Сергеев-Ценский Сергей Николаевич
Шрифт:
— Да… вон оно как, — останавливаясь и протирая уставшие глаза, шумно вздыхал Бердоносов. — Одначе листки по углам попортились, подклеить надо.
— Плесень! Тлен! — махал руками Георг, и лицо его делалось свирепым и насмешливым. — Стопудовый камень в землю угряз, а вывезти некому! Огненные кони вывезут. Не иначе. Только они могут, а больше никаких средств нет. Но запрячь их нужно, коней!
Он выставлял вперед сухой палец, и палец казался страшно тонким и длинным, точно указывал в бесконечность.
— Это я их запрягу, потому что мне дана сила… — добавлял он, торжествуя. — Всей вселенной император, Аз Слово Георг!.. И титула-то такого не было, никто не слыхал. Я его первый увидел на облаках ночью и в слова вложил, — значит, это я самый и есть Аз Слово Георг!
Шли какие-то страшные тени, седые, с кивающими головами, шерстились, и шерсть была собачья, висела клочьями. Выходили из темноты медленно и осторожно и в темноту уходили. Глаза у них были незрячие, мутные, как у молодых щенят, и чуть болтались бессильные руки, кости круглились под кожей. Много их шло, и от них было душно.
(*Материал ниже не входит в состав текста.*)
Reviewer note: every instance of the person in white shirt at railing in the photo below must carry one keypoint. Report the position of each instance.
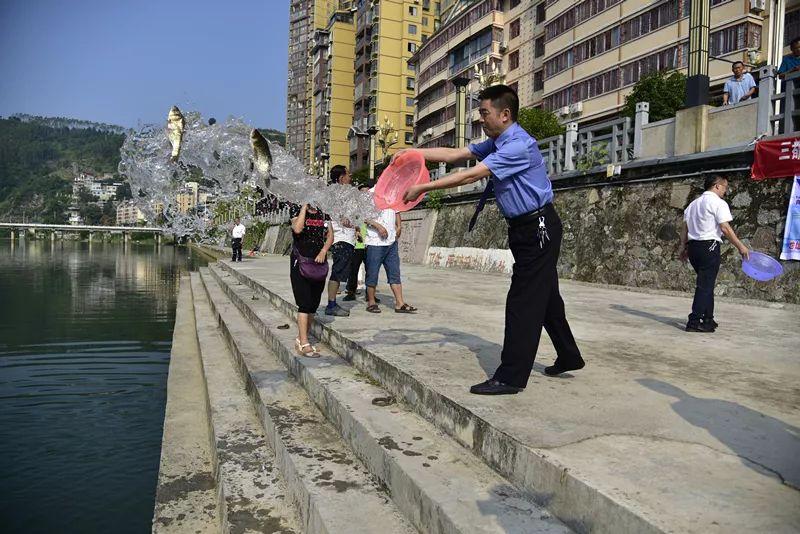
(740, 86)
(237, 234)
А сзади далеко на огненных конях гремел и мчался, давил и гнал их маленький старик с развевающимися волосами и с сумасшедшим блеском в глазах.
И чудилось Антонине, что там, еще дальше, где уже нет никого, где уже светло и радостно, там мреют в небе пахучие почки, шуршат сухолистом ежи, поют птицы…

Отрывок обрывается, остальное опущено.